D’un coup, la dizaine de brûleurs s’interrompt. L’uniforme de combattant du feu qui habille un mannequin doté de 122 capteurs thermiques, le Thermo-Man, fume encore. Quelques flammèches continuent de brûloter, notamment sur les bandes fluorescentes de sécurité. Les sapeurs-pompiers présents dans l’assemblé reprennent leur souffle. La démonstration se poursuit au Centre technique européen de la multinationale américaine DuPont de Nemours, à Meyrin.

L’enfer à la demande

Dans un container d’aluminium bourré d’électronique, on fabrique l’enfer à la demande. Des ingénieurs y effectuent des tests de résistance au feu.
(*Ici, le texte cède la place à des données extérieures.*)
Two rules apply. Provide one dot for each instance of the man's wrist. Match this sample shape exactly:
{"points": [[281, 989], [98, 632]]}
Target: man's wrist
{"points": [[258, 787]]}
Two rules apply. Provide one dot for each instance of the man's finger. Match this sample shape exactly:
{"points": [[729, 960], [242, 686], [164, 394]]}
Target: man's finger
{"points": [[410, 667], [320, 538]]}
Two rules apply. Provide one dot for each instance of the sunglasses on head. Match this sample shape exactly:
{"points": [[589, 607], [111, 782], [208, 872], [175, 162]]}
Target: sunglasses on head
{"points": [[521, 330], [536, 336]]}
Le matériau passé au crible est le Nomex, une fibre synthétique commercialisée par la firme américaine vers la fin des années 60. En raison de ses propriétés, notamment sa faible combustibilité, mais également sa capacité à protéger de la chaleur, il est l’un des matériaux les plus utilisés dans la confection de vêtements d’intervention des sapeurs-pompiers.

L’uniforme reste sur le Thermo-Man encore une minute après l’exposition à la boule de feu. Il s’agit d’analyser les brûlures consécutives au flash over mais aussi à la chaleur contenue dans la veste, qui se comporte alors comme une cocotte-minute. Les résultats tombent. Si le mannequin électronique avait été un corps, il aurait été brûlé sur 12% de sa surface. L’absence de casque et de gants ainsi que les 6 ans qu’affiche l’uniforme expliquent ces résultats en demi-teinte. La veste et le pantalon ont été donnés par les sapeurs-pompiers de la Ville de Lausanne. Leur capitaine Roland Valet s’explique sur le choix de cet équipement: «Il s’agit toujours d’un compromis entre la souplesse et la résistance. Ces vêtements ne servent pas uniquement à des interventions contre le feu. S’ils doivent nous protéger, on leur demande également de nous permettre de nous mouvoir facilement.»

DuPont de Nemours n’en vend pourtant pas. L’entreprise développe, entre autres activités, des fibres. Dans le cas du Nomex, le matériau est livré à des tisseurs qui ensuite fournissent les fabricants d’uniformes de pompier. Le segment protection et sécurité, en incluant la part de consultance, a rapporté 3,9 milliards de francs en 2011, soit près de 10% du chiffre d’affaires général du groupe. Sur les 700 employés de la multinationale à Genève, le site de Meyrin en compte 225, pour la plupart des scientifiques qui font de la recherche appliquée.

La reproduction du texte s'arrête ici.